Under the Taliban, Robina Muqimyar Jalalai, one of Afghanistan’s first two female Olympic athletes, spent her girlhood locked behind the walls of her family compound. Now she is running for parliament and wants a sports ministry created, which she hopes to lead. “We have women boxers and women footballers,” she says. “I go running in the stadium where the Taliban used to play football with women’s heads.” But Muqimyar says she will never take these changes for granted. “If the Taliban come back, I will lose everything that I have gained over the past nine years.

By and large we have attained our newly revised goals in Afghanistan – the end of al Qaeda. But what do we owe Afghanistan? What do we owe Aisha? Or the other, unnamed, girls who were similarly maimed? Is it worth sacrificing blood and treasure for the rights of women?  Let’s not be naive. We went into Afghanistan for our own interests, and we are leaving for the same reasons. But what if our short-term self-interest—economy, elections—undermines our long-term strategy in the world? Is it worth defaulting on our moral obligations?
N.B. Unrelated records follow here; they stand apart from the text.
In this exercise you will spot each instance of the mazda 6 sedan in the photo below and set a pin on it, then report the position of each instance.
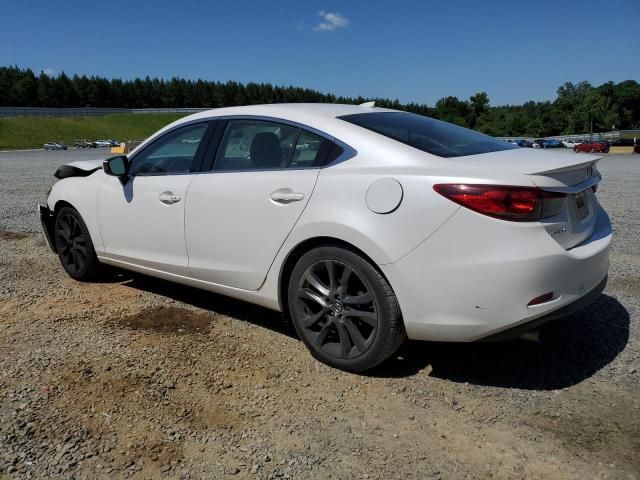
(363, 225)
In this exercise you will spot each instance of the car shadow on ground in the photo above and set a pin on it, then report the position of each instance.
(247, 312)
(569, 351)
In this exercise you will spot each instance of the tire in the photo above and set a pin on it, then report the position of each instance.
(74, 246)
(326, 288)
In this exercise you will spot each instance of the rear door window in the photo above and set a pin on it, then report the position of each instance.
(428, 134)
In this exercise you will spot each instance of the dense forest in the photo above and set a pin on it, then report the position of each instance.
(578, 108)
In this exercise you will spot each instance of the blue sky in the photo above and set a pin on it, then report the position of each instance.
(410, 50)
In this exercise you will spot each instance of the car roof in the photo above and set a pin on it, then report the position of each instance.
(321, 116)
(291, 110)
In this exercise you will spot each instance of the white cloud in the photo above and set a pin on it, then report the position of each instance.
(331, 21)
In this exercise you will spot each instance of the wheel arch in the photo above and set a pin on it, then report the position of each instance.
(305, 246)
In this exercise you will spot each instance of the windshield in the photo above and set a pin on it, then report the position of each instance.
(427, 134)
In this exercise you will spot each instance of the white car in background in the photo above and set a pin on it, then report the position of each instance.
(569, 143)
(393, 225)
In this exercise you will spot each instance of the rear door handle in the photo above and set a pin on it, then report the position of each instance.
(169, 198)
(285, 197)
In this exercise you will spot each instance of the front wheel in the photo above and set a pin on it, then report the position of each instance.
(344, 310)
(74, 246)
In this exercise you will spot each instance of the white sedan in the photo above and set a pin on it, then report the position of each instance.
(364, 225)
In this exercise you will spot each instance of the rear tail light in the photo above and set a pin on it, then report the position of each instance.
(523, 204)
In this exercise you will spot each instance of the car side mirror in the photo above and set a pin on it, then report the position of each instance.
(116, 166)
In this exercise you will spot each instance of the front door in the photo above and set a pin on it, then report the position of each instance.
(142, 221)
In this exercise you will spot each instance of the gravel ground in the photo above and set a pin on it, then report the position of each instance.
(138, 378)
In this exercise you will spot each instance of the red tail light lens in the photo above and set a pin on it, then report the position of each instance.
(525, 204)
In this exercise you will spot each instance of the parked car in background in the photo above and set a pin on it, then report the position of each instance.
(592, 146)
(552, 143)
(54, 146)
(570, 143)
(623, 142)
(84, 144)
(390, 226)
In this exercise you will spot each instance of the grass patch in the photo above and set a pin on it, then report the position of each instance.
(32, 132)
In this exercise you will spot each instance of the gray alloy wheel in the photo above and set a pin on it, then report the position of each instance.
(74, 246)
(343, 309)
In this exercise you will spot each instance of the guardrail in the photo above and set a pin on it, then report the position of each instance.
(85, 111)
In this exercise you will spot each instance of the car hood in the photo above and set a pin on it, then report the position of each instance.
(81, 168)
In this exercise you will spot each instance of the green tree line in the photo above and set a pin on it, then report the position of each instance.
(578, 108)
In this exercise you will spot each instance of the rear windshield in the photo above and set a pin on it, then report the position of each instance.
(427, 134)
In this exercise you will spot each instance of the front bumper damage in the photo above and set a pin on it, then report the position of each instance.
(47, 220)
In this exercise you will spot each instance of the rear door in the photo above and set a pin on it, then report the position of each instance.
(142, 220)
(241, 210)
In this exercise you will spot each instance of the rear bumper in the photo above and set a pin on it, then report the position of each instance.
(516, 332)
(474, 278)
(46, 221)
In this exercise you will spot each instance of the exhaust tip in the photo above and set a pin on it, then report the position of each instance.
(532, 336)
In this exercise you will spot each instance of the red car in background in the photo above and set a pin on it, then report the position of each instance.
(592, 146)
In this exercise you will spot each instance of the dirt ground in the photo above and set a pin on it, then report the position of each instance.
(140, 378)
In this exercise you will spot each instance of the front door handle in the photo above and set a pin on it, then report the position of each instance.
(286, 196)
(169, 198)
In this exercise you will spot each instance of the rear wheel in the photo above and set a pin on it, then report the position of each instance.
(344, 310)
(74, 246)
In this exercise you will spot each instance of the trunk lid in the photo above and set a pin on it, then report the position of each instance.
(575, 175)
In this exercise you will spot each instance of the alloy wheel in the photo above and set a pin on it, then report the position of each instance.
(71, 243)
(336, 309)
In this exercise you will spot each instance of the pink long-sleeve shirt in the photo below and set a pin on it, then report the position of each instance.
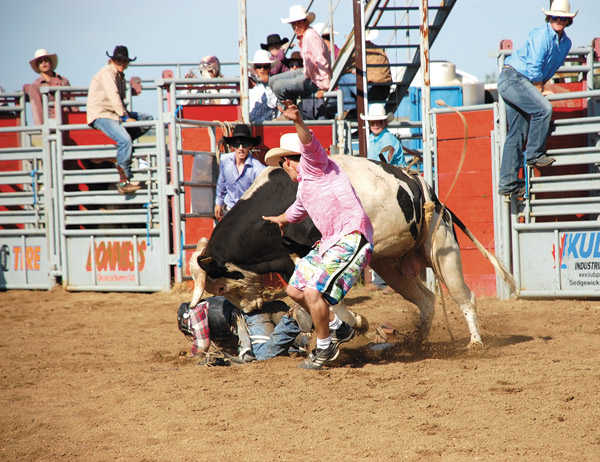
(326, 195)
(316, 58)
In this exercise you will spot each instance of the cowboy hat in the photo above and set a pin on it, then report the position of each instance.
(261, 57)
(41, 53)
(273, 39)
(242, 131)
(377, 112)
(298, 13)
(560, 8)
(295, 56)
(289, 145)
(121, 53)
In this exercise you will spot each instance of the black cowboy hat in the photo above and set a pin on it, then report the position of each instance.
(242, 131)
(121, 53)
(295, 56)
(273, 39)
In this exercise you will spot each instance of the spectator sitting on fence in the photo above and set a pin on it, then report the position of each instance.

Or do we raise the debt ceiling with more troops, aid and investment?

The final scene in the Hollywood version of Charlie Wilson’s War shows the congressman futilely seeking development funding for Afghanistan in the wake of the Soviet withdrawal. It is foreshadowing with the darkest of ironies. It was our neglect of Afghanistan that eventually led to civil war, the rise of the Taliban, a safe haven for al Qaeda and ultimately 9/11. How will the movie version, two decades hence, of our current engagement with Afghanistan end? Will it be with the same sense of precautions not taken?